Whitney Museum Plans for New Meatpacking Location

The Whitney Museum of American Art has finalized plans to construct a new building in the Meatpacking District.  The building, set to be completed in 2015, will be larger and more accommodating than the Whitney's current site in the Upper East Side, proponents of the project said.

The Whitney Museum's board voted unanimously Tuesday evening to build the second museum in the Meatpacking District.  “Downtown is a new city, a new nation," Whitney Chairman Emeritus Leonard A. Lauder told the Times.  "Why shouldn’t the Whitney be the museum of record there?”

Although the museum had been looking to expand in its current location since the 1980s, the decision to build downtown effectively closes any such discussions.

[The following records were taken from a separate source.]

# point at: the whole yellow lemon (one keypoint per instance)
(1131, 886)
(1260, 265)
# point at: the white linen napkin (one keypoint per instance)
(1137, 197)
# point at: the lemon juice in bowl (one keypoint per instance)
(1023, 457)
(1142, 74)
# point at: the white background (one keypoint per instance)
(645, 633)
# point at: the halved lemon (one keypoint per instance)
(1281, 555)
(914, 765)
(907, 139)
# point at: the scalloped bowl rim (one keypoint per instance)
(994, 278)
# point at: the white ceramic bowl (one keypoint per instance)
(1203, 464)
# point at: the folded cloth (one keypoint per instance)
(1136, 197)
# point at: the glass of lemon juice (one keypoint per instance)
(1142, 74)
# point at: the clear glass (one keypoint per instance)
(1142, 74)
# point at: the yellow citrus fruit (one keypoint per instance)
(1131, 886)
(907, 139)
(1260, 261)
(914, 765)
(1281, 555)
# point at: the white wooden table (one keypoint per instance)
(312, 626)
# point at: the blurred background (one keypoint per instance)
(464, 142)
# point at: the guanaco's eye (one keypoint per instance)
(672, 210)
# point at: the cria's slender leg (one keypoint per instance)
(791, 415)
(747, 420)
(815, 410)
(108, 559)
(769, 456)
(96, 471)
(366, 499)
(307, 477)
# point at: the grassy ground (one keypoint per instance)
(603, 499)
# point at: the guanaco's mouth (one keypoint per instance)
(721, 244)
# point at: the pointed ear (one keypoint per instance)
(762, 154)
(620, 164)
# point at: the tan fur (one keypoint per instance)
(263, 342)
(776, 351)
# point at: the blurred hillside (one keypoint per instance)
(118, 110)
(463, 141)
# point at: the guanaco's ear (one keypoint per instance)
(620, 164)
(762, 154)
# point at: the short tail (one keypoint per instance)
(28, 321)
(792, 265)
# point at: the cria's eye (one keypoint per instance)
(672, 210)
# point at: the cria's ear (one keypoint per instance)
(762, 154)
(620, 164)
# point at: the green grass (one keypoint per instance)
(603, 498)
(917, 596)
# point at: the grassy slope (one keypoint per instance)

It will maintain its lease and some collections at its signature building, the Breuer on East  75th Street, but could perhaps end up sharing the space with the Metropolitan Museum of Art.  Discussions between the two museums are already underway.  

Lauder had been expected to oppose the move; in 2008 he donated $131 million to the Whitney with the requirement that the museum keep the Breuer Building "for the forseeable future," according to the Times.

“There is a new generation of people who have come on the board who are not rooted to the past...It would be unfair for someone like me who grew up near the Whitney to believe it should stay there," Lauder told the Times, adding, “there is no better time to build than now, with construction costs and interest rates at an all-time low.”

A partnership between the Whitney and the Met would be timely for the latter museum, as it plans to renovate its modern art galleries and would greatly benefit from extra space to house its pieces, Director Thomas P. Campbell told the Times.  The Whitney would also benefit financially from such an arrangement as it embarks on its newly decided construction project.